Nesse sentido, o equipamento de gravação pode ajudá-lo muito a estudar, veja nosso outro post: https://www.raphaelbegosso.com/016-equipamentos-para-aulas-de-canto/

Com o equipamento, você pode gravar a primeira voz e cantar e a segunda, você pode se ouvir cantando a segunda voz e, se ainda se confundir entre tocar e cantar, pode gravar o piano ou o violão e estudar apenas o canto. Mesmo até ter certeza, você pode manter o volume da primeira voz bem baixo, apenas como pano de fundo enquanto canta a segunda voz.

Conclusão

Há pessoas que acham fácil e fazem bem a segunda voz sem seguir essas etapas? Sim, mas são exceções. E nunca podemos nos guiar por exceções quando começamos a estudar um assunto, temos de seguir o que já foi testado e comprovado muitas vezes.

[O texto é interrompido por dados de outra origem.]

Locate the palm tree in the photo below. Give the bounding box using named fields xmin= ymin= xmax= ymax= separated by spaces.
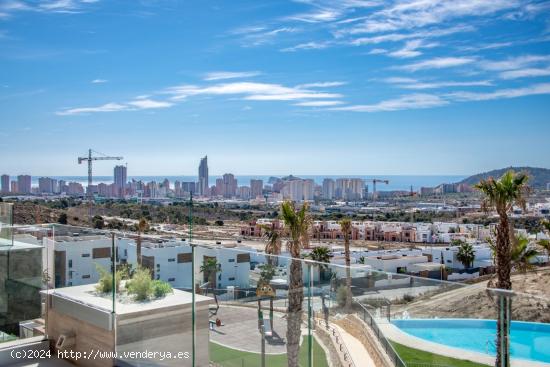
xmin=538 ymin=240 xmax=550 ymax=263
xmin=475 ymin=170 xmax=528 ymax=367
xmin=281 ymin=201 xmax=311 ymax=367
xmin=456 ymin=241 xmax=476 ymax=268
xmin=200 ymin=257 xmax=221 ymax=315
xmin=136 ymin=218 xmax=149 ymax=268
xmin=263 ymin=225 xmax=283 ymax=266
xmin=340 ymin=218 xmax=351 ymax=312
xmin=309 ymin=246 xmax=330 ymax=279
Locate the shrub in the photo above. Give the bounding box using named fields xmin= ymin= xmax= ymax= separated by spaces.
xmin=57 ymin=213 xmax=67 ymax=224
xmin=153 ymin=280 xmax=172 ymax=298
xmin=126 ymin=267 xmax=153 ymax=301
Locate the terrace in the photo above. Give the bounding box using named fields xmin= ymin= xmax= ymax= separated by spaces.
xmin=0 ymin=203 xmax=550 ymax=367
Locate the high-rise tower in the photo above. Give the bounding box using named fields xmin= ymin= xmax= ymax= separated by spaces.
xmin=199 ymin=156 xmax=210 ymax=196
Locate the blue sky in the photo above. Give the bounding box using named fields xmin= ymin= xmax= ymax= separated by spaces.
xmin=0 ymin=0 xmax=550 ymax=175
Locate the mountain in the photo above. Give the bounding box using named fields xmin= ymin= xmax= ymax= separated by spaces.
xmin=458 ymin=167 xmax=550 ymax=189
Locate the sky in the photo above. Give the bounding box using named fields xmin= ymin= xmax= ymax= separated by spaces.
xmin=0 ymin=0 xmax=550 ymax=176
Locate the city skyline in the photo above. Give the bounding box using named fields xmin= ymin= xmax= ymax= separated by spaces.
xmin=0 ymin=0 xmax=550 ymax=175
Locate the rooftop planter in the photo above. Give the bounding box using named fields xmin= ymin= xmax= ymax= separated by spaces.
xmin=44 ymin=271 xmax=213 ymax=366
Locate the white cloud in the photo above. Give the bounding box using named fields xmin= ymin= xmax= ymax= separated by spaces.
xmin=349 ymin=25 xmax=475 ymax=46
xmin=128 ymin=99 xmax=174 ymax=110
xmin=395 ymin=57 xmax=475 ymax=71
xmin=281 ymin=41 xmax=332 ymax=52
xmin=330 ymin=93 xmax=449 ymax=112
xmin=341 ymin=0 xmax=523 ymax=34
xmin=204 ymin=71 xmax=261 ymax=80
xmin=0 ymin=0 xmax=99 ymax=17
xmin=287 ymin=9 xmax=342 ymax=23
xmin=499 ymin=67 xmax=550 ymax=79
xmin=56 ymin=103 xmax=128 ymax=116
xmin=369 ymin=48 xmax=388 ymax=55
xmin=296 ymin=82 xmax=347 ymax=88
xmin=56 ymin=99 xmax=173 ymax=116
xmin=236 ymin=27 xmax=299 ymax=47
xmin=384 ymin=77 xmax=493 ymax=90
xmin=165 ymin=82 xmax=340 ymax=101
xmin=447 ymin=83 xmax=550 ymax=101
xmin=479 ymin=55 xmax=550 ymax=71
xmin=388 ymin=39 xmax=438 ymax=58
xmin=294 ymin=101 xmax=344 ymax=107
xmin=244 ymin=92 xmax=342 ymax=101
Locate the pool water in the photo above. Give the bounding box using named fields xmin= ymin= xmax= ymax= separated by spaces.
xmin=392 ymin=319 xmax=550 ymax=363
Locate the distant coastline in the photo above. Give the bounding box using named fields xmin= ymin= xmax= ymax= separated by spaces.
xmin=25 ymin=175 xmax=468 ymax=191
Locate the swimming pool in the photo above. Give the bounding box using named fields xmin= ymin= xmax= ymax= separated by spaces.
xmin=392 ymin=319 xmax=550 ymax=363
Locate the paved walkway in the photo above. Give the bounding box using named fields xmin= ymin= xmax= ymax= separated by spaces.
xmin=210 ymin=306 xmax=292 ymax=354
xmin=332 ymin=324 xmax=374 ymax=367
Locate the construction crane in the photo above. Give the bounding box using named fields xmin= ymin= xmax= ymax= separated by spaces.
xmin=367 ymin=178 xmax=390 ymax=202
xmin=78 ymin=149 xmax=124 ymax=220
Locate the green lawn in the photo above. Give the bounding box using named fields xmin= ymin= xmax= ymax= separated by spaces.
xmin=210 ymin=338 xmax=328 ymax=367
xmin=391 ymin=342 xmax=487 ymax=367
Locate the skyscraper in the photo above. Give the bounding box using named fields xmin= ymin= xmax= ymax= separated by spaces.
xmin=250 ymin=180 xmax=264 ymax=199
xmin=223 ymin=173 xmax=237 ymax=198
xmin=323 ymin=178 xmax=335 ymax=200
xmin=17 ymin=175 xmax=31 ymax=194
xmin=1 ymin=175 xmax=10 ymax=193
xmin=114 ymin=166 xmax=128 ymax=196
xmin=199 ymin=156 xmax=209 ymax=196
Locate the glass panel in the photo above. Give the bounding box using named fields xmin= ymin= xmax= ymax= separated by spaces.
xmin=0 ymin=203 xmax=13 ymax=247
xmin=509 ymin=288 xmax=550 ymax=367
xmin=0 ymin=226 xmax=51 ymax=343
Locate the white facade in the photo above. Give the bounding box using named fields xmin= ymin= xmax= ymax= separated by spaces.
xmin=43 ymin=235 xmax=112 ymax=287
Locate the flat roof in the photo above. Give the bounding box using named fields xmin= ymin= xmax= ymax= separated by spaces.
xmin=42 ymin=283 xmax=213 ymax=315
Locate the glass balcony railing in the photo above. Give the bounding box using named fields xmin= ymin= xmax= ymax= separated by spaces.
xmin=0 ymin=216 xmax=550 ymax=367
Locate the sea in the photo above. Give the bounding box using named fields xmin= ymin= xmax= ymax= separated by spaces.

Picture of Raphael Begosso

Raphael Begosso

Formado em Música com habilitação em Composição e Regência pela Universidade Estadual Paulista (UNESP), a melhor faculdade de música do Brazil. Como um dos melhores alunos de sua turma, conseguiu uma bolsa da CNPQ e foi convidado para integrar um grupo de pesquisa científica conhecito como PET. Raphael trabalhou como diretor, arranjador, e produtor de muitos grupos vocais e corais. Seu grupo CantaMais fez shows por várias cidades de Sãp Paulo e foi convidado para fazer uma participação num programa de TV chamado Programa do Jô da rede Globo de televisão (você pode achar esse vídeo em nosso canal do YouTube). Ele estuda voz desde 1998 e é um vocal coach dede 2002. Estudou tamabém piano, guitarra, violão erudito e canto coral na Escola de Música do Estado de São Paulo (antiga ULM) Um dos grandes mentores de Raphael é Brett Manning que aplica o Singing Success – método de eficiência comprovada e usado por vários cantores famosos e ganhadores de prêmios Grammy, MCA Awards and Dove comoHayley Williams (Paramore), Taylor Swift, Keith Urban, Mark Kibble and Claude Mcknight (Take 6), Michael Barnes, Luke Bryan entre outros.